誰も知らない。「伊月さぁ、誰かと付き合ったりしねえの?」
大学のカフェテラス。昼食を共にしていた友人からの取り止めのない一言に暁人は思わず顔を上げた。
「…なんで?」
質問に質問で返すのはアレだな、と思いつつもそう返すしかなく。パスタをフォークで巻き取る手を止めてしまった以上、その話をそこで遮ることは出来なくなってしまった。
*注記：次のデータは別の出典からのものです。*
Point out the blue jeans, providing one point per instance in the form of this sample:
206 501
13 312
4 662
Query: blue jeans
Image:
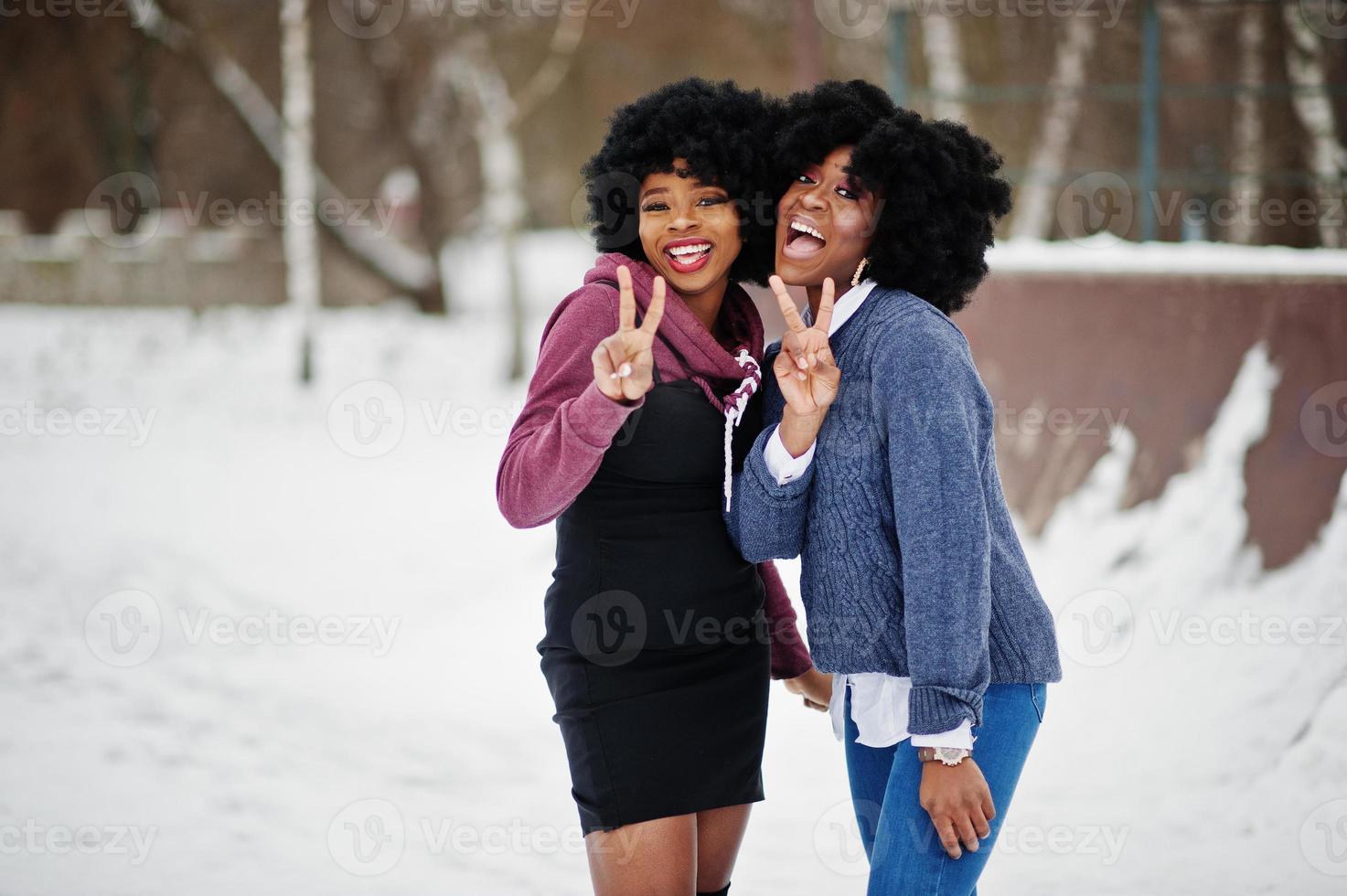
900 841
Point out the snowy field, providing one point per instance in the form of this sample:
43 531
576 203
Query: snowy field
262 639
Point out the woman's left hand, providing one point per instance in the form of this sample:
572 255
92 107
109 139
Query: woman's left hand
814 686
959 804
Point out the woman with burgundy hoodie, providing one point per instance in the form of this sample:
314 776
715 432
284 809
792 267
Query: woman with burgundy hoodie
659 636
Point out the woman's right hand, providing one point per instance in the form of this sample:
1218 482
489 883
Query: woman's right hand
624 364
805 369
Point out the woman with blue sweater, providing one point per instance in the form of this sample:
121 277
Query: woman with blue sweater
884 480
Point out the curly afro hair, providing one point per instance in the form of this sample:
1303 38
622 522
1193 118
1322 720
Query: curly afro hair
936 184
725 133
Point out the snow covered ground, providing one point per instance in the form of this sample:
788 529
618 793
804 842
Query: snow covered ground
264 639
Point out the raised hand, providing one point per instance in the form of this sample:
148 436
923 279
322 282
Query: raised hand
623 363
805 369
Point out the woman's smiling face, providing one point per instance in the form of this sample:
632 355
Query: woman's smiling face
825 224
690 230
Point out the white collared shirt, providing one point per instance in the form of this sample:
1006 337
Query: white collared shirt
879 701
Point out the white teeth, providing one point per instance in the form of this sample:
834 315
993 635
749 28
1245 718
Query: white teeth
691 250
806 228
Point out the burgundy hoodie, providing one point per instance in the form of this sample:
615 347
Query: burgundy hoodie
566 424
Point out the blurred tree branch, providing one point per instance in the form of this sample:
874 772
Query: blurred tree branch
401 266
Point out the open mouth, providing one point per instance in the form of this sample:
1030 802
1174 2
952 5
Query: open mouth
802 240
689 256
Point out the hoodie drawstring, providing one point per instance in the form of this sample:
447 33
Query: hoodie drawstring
734 406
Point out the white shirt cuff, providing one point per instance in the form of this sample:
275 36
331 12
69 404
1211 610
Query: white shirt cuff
779 461
959 737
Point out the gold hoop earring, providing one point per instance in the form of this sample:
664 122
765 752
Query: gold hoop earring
860 269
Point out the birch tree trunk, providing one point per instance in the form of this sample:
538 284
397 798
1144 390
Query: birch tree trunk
501 161
945 65
1247 154
298 184
1036 204
401 266
1315 111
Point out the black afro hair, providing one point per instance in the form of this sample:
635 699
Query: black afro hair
936 185
725 133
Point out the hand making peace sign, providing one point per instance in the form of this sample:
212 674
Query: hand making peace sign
806 371
623 363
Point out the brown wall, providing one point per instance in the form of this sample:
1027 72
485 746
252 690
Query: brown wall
1164 350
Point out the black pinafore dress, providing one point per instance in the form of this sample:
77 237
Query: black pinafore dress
657 650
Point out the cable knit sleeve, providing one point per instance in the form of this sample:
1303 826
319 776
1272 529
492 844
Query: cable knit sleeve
566 426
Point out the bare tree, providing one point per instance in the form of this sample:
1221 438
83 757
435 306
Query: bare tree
1315 111
470 69
945 65
1036 204
298 187
398 264
1247 130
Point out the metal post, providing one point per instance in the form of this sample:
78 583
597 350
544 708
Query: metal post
899 57
1149 130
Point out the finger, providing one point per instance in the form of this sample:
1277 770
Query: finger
979 824
792 318
826 306
615 357
655 313
603 363
948 838
967 836
794 347
625 301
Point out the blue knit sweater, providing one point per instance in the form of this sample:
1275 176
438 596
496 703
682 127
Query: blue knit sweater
911 563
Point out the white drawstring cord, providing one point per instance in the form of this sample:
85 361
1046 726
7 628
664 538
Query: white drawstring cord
734 407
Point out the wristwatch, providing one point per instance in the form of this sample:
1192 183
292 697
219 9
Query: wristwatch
945 755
「聞かれんだよ女子達に。『伊月くん彼女いないの?』とか『合コン呼んでよ』とかしょっちゅう。…いや、まぁ伊月もそんな事まだ考えられないだろうなって思ったから適当に流しといたけど…お前のこと良く思ってるヤツ結構居るんだぜ?今じゃなくても少し先に、って話」
「あぁ…そういうこと」
この友人は唐突なところもあるけれどとても良い人物だと暁人は分かっている。そうやって周囲からの防波堤にもなってくれていたり、自身を気にかけてくれていることにも感謝すら覚えてしまう。
──けれども。
「そうだなぁ。……うん、やっぱり僕はそういうのは当分無いかな」
「えっマジで」
「マジだよ」
好きな人が居るんだ、と。
彼にだけ聞こえるようにそう言うと、彼の顔はあっという間に晴れやかになっていく。
「なぁんだ!そういう事なら早く言ってくれよ〜!」
「ちょっ…声デカいって」
何のために小さな声で打ち明けたのかわからなくなるだろ、と暁人は小さく溜息を吐く。で?どんな人?と嬉しそうに尋ねてくる友人の反応は至極普通の反応なんだろう。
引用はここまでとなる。